The Design Lab will bring together the latest anti-racism practice with the co-creative participatory methods of design thinking, enabling people to voice their lived experiences to help find solutions. This won’t be easy. As Phyllis Abebreseh from the Greater London Authority points out, “Many companies do not collect enough data to have a clear picture of their workforce diversity.” Phyllis’ colleague Atif Shafique adds, “These are complex problems that cannot be solved in linear ways. They need to be researched, prototyped and implemented in the real world before understanding the potential impacts.”
There is genuine optimism about using design thinking to address EDI challenges in London’s workforce. It creates space for collaborative conversations but then quickly goes from talking to doing, with real-world action envisioning, building and testing innovative practices, processes and services for organisational and cultural change.

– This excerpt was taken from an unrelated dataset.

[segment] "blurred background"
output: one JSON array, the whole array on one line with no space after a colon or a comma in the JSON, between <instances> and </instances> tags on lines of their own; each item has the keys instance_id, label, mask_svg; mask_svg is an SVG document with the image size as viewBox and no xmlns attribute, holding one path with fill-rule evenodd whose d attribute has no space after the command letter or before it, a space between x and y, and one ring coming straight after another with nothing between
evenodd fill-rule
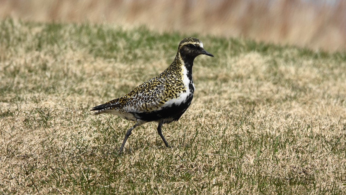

Speaking about the Mayor of London’s Design Lab 2023, David Kester said: “This is an unparalleled opportunity for companies in key business sectors such as Public Health, Green Infrastructure and the Creative Economy to take meaningful action on workforce integration. A Design Lab provides the safe space for experimentation and for peer support. London is a multicultural business hub: a centre for commerce with an abundance of diverse talent. It is the ideal city to show leadership in this area and to reap the economic and social dividends.”
Measuring success: through numbers and stories
This is just the start, and DK&A and the Black Leadership Group plan on offering Equity by Design training more widely. Kate Dempster, Associate of DK&A, says, “We’re excited to work with companies who are committed to equity and anti-racism as a long-term journey.” DK&A also aim to launch an open enrolment course, which Kate describes as “a space where people can connect with each other, provide peer support and work through issues together to find shared solutions.”
Elaborating on this, David says, “The social and economic imperatives for workforce integration are arguments that have been won. We all know why. The struggle is how. How to be relentless. How to increase engagement. How to accelerate. And how to turn a subject so emotive into something normal and productive.” It’s a deeply personal topic and one where many have their own stories to share, and you can read David’s account of his family’s experiences here.
Reflecting further on my childhood in America, my otherness as a person of colour in a predominantly white place also came from the fact that there were so few of us. I couldn’t identify as a Bengali American, only as part of the larger sub group of Indian Americans or Asian Americans (meaning anyone from either South Asia and East Asia). I didn’t particularly have anything in common with the handful of Indian Americans in my school, all of us separated by language, food and customs.
Our lunch tables were self-segregated by both interest and race, and while I was at ease moving between tables, not all of my classmates were. One very kind Korean classmate once came up to me and asked why I didn’t sit at the Indian table and if perhaps I wanted to join them at the Korean table. We’re all still on this journey, but perhaps we can begin by sitting around slightly more diverse tables – whether that’s in the cafeteria or the boardroom.